At first I was very confused, because the last thing I expected on my honeymoon was “meeting”, even unofficial and relaxed, with Army officers. A TV crew asked us to pose while shaking hands and talking, so they made us feel like we are the President and First Lady in official visit to Sri Lanka. Though, in this kind of situations they usually wear a suite and dress, not swim suites and flip-flops.
This meeting was so surprising to me, that I didn’t even dress my shirt. I was feeling uncomfortable, because I didn’t know if our outfits would be offending or if we would say something wrong, so we mostly stuck to the environmental issues. I guess, it is least likely to offend someone when talking about sea pollution, sea life, and corals.
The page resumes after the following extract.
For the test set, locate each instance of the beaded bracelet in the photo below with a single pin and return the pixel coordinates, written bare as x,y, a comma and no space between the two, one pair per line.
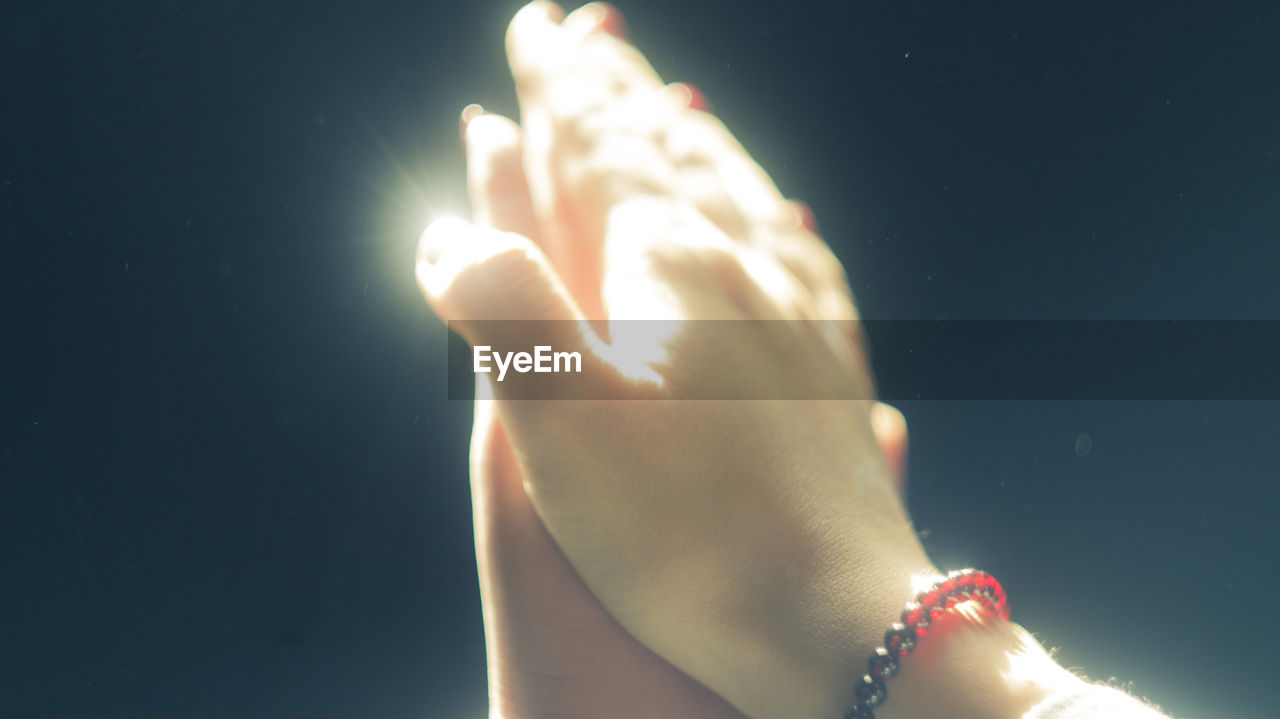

Soon we discovered that our discomfort was completely baseless because both Army officers and volunteers were very relaxed and pleasant. They showed us that officers didn’t have to be gloomy and serious, but they can be cheerful and in a good mood. Our hosts honor us with first row seats during a presentation about the project. Although we didn’t understand a single word, we tried to understand what they were talking about from the graphics.
Speakers talked about how garbage affects marine life and what local communities can do to prevent sea pollution. The biologist explained how to remove crown-of-thorns starfishes safely because their thorns are venomous, and if not removed properly they can spread dozens of eggs. There were more than 100 local volunteers, so this was a great way to raise awareness about environmental issues.
We were only foreigners, so we kind of justified “international” prefix of this event. As our hosts explained to us, our appearance was important to them, because it shows that foreigners are concerned and want to protect wildlife in Sri Lanka. At this point, our feeling of pride and responsibility was at its peak.
After presentations were finished, we were on our way to the Pigeon Island. As we approached the island our excitement grew, because we felt that we are part of something useful and interesting. I had an amazing time diving and my wife snorkeling. We saw a lot of interesting marine life, including few adult blacktip reef sharks. But that wasn’t the highlight of our visit to Pigeon Island. It was our involvement in this natural heritage protection project. After we saw the beauty of wildlife around Pigeon Island, we were even more delighted to help people of Sri Lanka to clean their reefs from crown-of-thorns starfishes, and island from garbage. Our contribution wasn’t huge, but it was important, for us, and for them. Little things can be big if you look at the wider picture. Don’t be just a tourist in a foreign country. You can also try to make an effort, no matter how small it is, to make that country better for other people and for your children.